Here are the best practices for identifying and removing inefficient calculated columns in a Power BI dataset:
1. Identify inefficient calculated columns
For example, you can use Performance Analyzer: Open Performance Analyzer in Power BI Desktop to determine if there are queries with poor performance due to calculated columns.
Check Storage Mode: Calculated columns in DirectQuery mode can slow down performance as they will create corresponding SQL queries on the database side.
Look for High Cardinality Columns: Columns with too many unique values, such as Customer Email, will have a high memory footprint and slow down performance.

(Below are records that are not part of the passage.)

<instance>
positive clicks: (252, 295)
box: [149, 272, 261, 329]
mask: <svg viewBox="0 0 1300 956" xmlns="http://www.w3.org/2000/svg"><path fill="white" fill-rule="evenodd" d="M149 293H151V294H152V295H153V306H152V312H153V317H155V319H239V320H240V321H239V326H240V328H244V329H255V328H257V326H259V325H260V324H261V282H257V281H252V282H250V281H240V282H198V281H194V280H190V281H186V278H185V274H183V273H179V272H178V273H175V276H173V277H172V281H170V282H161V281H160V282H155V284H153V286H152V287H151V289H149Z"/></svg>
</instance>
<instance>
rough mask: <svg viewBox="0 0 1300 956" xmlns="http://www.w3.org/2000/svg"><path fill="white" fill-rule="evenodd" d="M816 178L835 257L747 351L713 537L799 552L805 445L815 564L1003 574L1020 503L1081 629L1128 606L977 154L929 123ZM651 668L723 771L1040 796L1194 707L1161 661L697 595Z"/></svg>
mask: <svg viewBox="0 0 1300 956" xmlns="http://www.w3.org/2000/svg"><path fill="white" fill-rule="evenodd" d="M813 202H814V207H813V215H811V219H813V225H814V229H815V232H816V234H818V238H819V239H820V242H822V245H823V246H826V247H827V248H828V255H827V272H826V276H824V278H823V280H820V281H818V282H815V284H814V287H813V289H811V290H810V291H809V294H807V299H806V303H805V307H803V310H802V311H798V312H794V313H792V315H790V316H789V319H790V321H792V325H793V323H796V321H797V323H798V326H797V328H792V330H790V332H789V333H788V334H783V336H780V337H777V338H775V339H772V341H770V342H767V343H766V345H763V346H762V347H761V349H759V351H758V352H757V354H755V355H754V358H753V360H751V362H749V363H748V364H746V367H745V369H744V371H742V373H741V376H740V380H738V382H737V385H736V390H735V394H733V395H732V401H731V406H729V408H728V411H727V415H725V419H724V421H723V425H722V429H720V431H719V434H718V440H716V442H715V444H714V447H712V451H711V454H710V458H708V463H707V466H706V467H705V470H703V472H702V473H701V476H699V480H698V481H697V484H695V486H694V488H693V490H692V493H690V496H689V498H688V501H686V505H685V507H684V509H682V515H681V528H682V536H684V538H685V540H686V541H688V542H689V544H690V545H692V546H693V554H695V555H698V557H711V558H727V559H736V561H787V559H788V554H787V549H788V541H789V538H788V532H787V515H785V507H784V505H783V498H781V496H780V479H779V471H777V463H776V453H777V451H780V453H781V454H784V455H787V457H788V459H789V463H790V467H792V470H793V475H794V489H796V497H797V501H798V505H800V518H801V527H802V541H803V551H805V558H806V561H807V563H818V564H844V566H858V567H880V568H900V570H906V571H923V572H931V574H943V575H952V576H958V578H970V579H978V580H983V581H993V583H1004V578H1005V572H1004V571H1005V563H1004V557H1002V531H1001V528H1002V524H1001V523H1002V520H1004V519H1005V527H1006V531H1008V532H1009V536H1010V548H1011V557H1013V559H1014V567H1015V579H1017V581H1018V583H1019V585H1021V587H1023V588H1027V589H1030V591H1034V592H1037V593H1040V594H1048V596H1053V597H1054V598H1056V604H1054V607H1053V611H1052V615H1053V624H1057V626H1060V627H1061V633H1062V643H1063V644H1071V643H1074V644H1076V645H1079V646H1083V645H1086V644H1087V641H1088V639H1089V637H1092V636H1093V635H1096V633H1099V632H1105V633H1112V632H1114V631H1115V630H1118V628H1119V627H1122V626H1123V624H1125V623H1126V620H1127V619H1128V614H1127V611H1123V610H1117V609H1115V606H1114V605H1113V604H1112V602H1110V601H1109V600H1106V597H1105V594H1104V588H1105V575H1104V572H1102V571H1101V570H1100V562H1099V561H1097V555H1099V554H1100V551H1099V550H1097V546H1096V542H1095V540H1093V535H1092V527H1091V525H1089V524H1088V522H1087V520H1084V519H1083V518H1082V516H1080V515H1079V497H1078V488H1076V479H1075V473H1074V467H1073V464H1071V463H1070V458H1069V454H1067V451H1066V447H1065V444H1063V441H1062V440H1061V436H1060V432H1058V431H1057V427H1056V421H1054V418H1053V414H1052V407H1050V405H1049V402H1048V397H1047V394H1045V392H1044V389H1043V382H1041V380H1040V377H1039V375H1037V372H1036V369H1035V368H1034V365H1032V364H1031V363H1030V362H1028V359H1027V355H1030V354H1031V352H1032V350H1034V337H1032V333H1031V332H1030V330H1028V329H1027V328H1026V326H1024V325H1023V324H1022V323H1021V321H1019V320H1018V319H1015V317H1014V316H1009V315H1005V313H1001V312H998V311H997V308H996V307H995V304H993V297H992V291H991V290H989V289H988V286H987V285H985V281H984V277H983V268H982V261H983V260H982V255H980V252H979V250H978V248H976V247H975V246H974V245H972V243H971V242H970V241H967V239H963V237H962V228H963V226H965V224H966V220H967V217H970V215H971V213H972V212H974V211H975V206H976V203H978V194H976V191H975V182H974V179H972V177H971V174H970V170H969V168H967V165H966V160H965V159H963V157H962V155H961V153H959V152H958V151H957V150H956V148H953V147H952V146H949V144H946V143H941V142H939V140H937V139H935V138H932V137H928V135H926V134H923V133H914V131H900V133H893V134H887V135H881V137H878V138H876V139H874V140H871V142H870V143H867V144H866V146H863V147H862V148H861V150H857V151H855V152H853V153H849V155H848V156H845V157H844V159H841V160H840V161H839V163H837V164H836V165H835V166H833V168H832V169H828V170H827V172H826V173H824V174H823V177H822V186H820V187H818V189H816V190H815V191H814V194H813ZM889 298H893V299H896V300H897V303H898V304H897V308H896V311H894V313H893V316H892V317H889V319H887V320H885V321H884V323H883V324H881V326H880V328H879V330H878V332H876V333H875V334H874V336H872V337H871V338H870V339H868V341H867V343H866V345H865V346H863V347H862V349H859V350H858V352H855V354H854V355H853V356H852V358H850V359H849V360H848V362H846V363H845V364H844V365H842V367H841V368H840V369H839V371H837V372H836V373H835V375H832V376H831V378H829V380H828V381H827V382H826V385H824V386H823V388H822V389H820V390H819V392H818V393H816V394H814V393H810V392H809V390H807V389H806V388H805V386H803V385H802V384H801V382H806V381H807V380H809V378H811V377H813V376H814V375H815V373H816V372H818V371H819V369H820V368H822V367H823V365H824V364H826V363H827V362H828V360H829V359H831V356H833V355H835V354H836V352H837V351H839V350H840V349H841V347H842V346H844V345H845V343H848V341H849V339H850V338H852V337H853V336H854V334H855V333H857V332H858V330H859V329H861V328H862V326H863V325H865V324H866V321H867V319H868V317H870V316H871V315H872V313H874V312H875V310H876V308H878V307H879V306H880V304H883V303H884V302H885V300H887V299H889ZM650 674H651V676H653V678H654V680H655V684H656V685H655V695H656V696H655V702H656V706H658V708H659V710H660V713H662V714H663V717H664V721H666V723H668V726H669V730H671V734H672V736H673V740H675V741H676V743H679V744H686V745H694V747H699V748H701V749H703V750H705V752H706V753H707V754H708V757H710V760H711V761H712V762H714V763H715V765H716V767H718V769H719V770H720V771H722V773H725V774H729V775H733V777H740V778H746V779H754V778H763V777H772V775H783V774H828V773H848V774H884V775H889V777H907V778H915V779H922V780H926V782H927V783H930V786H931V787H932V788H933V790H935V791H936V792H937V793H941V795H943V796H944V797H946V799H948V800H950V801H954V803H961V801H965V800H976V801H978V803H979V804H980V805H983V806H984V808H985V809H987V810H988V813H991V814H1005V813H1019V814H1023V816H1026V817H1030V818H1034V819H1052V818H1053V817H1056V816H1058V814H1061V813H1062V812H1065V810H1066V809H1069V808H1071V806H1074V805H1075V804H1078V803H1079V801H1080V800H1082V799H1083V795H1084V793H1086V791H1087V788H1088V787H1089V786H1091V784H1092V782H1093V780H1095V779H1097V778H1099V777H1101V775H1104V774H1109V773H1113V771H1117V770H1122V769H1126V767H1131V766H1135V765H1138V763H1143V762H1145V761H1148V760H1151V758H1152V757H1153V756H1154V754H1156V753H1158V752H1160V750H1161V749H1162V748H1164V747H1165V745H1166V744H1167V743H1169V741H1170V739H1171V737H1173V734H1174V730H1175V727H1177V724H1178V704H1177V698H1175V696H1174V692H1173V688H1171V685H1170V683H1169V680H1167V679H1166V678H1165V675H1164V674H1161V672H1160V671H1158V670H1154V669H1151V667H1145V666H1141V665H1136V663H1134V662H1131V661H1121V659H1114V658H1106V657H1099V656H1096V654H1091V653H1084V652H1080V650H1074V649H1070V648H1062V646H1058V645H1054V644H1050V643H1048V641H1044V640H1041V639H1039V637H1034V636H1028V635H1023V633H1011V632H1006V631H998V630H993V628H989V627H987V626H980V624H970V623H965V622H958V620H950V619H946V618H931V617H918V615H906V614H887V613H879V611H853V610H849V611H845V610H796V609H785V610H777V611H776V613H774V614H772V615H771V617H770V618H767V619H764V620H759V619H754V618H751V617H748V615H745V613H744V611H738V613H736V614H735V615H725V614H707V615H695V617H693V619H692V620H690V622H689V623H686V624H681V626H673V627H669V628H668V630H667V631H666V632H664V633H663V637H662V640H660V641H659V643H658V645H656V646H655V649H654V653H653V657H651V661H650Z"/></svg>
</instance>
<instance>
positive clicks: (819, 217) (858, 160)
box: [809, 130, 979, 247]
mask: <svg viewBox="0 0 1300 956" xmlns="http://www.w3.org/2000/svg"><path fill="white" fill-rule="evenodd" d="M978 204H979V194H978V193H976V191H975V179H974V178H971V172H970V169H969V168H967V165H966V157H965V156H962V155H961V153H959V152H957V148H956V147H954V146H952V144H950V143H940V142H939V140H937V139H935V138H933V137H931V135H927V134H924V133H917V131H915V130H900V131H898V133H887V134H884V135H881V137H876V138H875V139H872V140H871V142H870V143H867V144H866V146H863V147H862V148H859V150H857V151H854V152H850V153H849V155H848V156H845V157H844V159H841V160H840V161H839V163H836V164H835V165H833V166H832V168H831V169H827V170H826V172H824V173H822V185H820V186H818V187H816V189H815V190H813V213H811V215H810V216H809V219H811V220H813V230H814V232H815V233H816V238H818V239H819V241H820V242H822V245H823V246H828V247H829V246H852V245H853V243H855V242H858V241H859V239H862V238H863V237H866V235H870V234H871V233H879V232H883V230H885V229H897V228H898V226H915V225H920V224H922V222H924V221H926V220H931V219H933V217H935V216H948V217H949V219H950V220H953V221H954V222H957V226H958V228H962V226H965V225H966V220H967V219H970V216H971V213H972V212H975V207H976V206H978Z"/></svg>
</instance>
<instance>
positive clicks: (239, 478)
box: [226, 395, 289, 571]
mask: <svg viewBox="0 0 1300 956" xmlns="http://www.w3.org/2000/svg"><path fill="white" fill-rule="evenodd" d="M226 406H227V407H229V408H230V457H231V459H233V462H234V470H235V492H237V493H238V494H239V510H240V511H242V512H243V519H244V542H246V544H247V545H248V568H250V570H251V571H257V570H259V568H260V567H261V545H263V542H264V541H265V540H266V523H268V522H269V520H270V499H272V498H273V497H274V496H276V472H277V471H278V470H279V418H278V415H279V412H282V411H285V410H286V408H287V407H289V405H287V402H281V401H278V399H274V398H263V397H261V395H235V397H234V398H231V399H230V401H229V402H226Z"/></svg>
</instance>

2. Use Better Alternatives
Use Measure Instead: If the calculated column is used in aggregations (e.g., Sales Amount = Quantity * Price), a DAX measure should be created instead of storing the value in a calculated column.
Pre-Calculate in the Data Source: Wherever possible, do the computation in SQL or Power Query rather than using DAX. This reduces the burden on Power BI and thus improves refresh times.
Make Use of Relationships Instead of Conditional Columns: Use a lookup table instead of IF or SWITCH in calculated columns and define relationships between the two.
3. Remove Unneeded Calculated Columns
Check for Unused Columns: Remove any calculated column from the dataset that is not being utilized in any of the reports.
Convert Text-Based Calculated Columns: If required, replace text-based calculations with numeric encoding to improve compression.